ZOOLANDER 2 di Ben Stiller (2016)

 

Quindici anni dal primo film non sono pochi. Anzi. E in effetti Zoolander 2 accusa in pieno il colpo, rivelandosi pallido riflesso del precursore, con l’aggravante di tre lustri in più a pesare sulle spalle. Ad ogni modo il pubblico pare non essersi scordato di Derek Zoolander, rispondendo con entusiasmo ad un’eccezionale campagna di marketing virale che si è insinuata con un vero e proprio coup de théâtre durante una sfilata parigina di Valentino quasi un anno fa (con Ben Stiller e Owen Wilson a sorpresa in passerella), proseguendo con un crescendo di spot pubblicitari (fake e non), trailer e flash mob in giro per le capitali della moda.
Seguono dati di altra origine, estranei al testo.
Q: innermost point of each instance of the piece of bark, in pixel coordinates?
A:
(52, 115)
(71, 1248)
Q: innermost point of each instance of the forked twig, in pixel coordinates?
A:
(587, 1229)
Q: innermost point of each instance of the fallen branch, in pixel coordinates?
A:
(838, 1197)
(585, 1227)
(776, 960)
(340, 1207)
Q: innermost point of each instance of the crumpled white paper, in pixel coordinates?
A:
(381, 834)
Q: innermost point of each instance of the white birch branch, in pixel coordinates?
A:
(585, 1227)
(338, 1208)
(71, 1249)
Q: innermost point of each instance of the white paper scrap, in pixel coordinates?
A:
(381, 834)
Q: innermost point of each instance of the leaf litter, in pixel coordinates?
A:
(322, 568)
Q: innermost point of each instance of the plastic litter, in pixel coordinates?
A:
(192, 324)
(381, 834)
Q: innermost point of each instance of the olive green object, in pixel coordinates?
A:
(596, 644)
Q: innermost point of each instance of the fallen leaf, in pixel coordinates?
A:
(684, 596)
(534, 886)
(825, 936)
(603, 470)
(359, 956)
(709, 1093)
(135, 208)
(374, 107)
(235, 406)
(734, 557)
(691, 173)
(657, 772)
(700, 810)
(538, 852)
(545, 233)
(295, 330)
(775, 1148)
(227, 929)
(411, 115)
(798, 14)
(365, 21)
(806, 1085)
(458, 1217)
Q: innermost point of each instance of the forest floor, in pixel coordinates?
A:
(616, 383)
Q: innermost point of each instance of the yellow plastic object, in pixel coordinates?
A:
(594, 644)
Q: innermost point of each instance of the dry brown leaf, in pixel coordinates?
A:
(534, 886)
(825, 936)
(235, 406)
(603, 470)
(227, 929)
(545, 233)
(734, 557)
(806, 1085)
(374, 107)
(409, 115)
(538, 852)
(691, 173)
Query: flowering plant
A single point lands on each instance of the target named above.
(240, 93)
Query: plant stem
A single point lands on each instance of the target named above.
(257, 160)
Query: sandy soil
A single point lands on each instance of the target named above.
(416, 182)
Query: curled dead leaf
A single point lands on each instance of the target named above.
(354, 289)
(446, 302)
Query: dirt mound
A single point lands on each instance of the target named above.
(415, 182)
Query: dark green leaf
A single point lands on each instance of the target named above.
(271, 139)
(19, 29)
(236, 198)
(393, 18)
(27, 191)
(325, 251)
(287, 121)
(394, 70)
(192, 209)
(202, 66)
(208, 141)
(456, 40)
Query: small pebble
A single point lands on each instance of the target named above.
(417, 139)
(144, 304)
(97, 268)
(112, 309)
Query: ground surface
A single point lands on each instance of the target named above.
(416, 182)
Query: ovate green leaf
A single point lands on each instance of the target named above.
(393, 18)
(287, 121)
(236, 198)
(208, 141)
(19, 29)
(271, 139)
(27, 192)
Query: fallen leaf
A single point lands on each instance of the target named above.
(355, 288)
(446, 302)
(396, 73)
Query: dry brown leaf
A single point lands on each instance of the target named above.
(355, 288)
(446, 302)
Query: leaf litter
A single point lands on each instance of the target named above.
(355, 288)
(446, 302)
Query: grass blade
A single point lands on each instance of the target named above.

Purtroppo a un battage pubblicitario ben congegnato non corrisponde un risultato altrettanto valido: il ritmo serrato martella per tutti i 100 minuti e a dire il vero non si corre il pericolo di incappare in uno sbadiglio. Manca però qualcosa e si ha come il sentore di assistere a un’opera che, senza più colpi a disposizione, si adagi accidiosamente sui “fasti” dei bei tempi andati. E, guarda caso, il personaggio migliore è proprio una delle due new entry del film: Kristen Wiig regala una prova di gran spessore, capace di regalare gli spunti migliori, senza dimenticare, ovviamente, l’iconico Mugatu di Will Ferrell. Il problema è che si sorride spesso ma non si ride mai, con la curiosità dello spettatore stimolata principalmente dall’infinita sequela di cameo che, in fin dei conti, costituiscono la vera spina dorsale del film. Prevale la curiosità di scoprire quale volto noto ci sarà dietro l’angolo (alcuni davvero azzeccati), mentre Stiller e Wilson deambulano sulla scena indugiando con gli stilemi del passato, in una sensazione sempre più allarmante di trovarsi in un unico, enorme déjà-vu.